11/16/2022, 4:35:28 PM

 手を離した瞬間に、なんだか泣きたくなった。じわり。滲んでくる水分を堪えようと、ぐっとこめかみに力を入れる。ひくりと口元が引き攣る。それをめざとく見つけた彼女が、悪戯っぽく瞳を瞬かせた。
「なあに?やっぱり寂しくなっちゃった?」
「全然、まったく、これっぽっちも」
「おやまあ、ひどいなあ。私は寂しいけどなあ」
 柔らかに緩められた唇が紡ぐ言葉はいつも通りに優しくて甘い。彼女が入れる砂糖三杯入りのミルクティーを思わせるくらいに、私に向けてのそれはいつだってそうだった。
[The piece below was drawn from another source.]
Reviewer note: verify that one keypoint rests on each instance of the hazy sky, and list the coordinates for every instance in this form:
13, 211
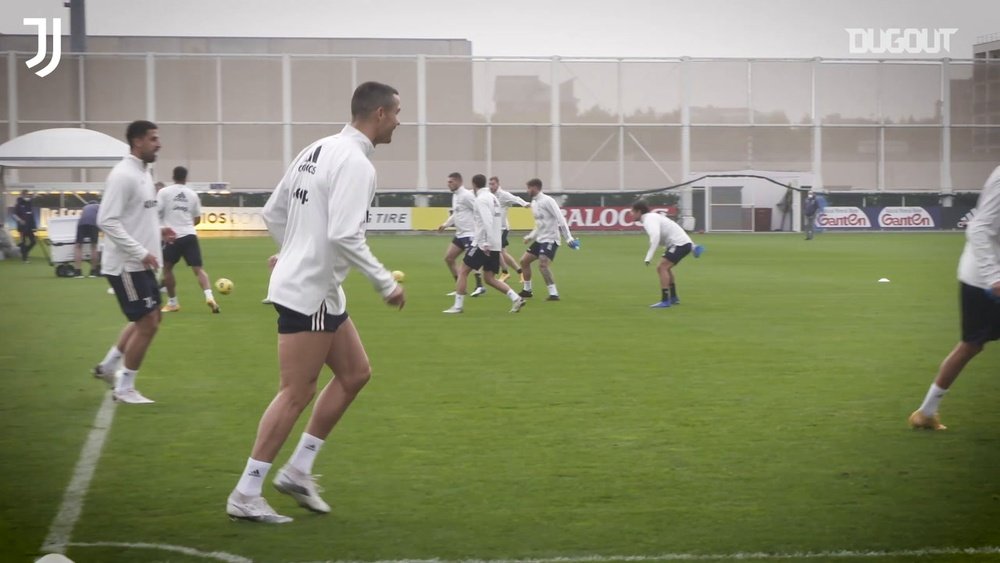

「まあ、とはいえ今生の別れというわけでもなし。そろそろ私は行くとしようか。私がいないからって、ふらふら遊んで帰っちゃダメだよ、いいね?」
白く長い指先がくしゃりと前髪を撫ぜて離れていく。自然と目がそこに吸い寄せられる。私はその指の温かさを、柔らかさを知っている。
 ぱしり。
「……ええと、どうした?何か言い忘れたことでもあった?」
 少しばかり目を開いて、困惑したように彼女が呟く。気づけば、私の手は彼女の指先を捕まえていた。
「……連絡、するから」
「ああ、うん。そうだね……?」
「無理はしすぎないで。器用も親切もいいけど、自分の限界を超えても気付かないのはただの馬鹿」
「あはは、肝に銘じておくよ」
「…………私のこと、忘れないで」
 パッと開いた瞳孔が、ゆるりと緩められていく。二、三度うろ、と視線を惑わせた彼女は、やがて私に視線を合わすと頬を持ち上げて花笑んだ。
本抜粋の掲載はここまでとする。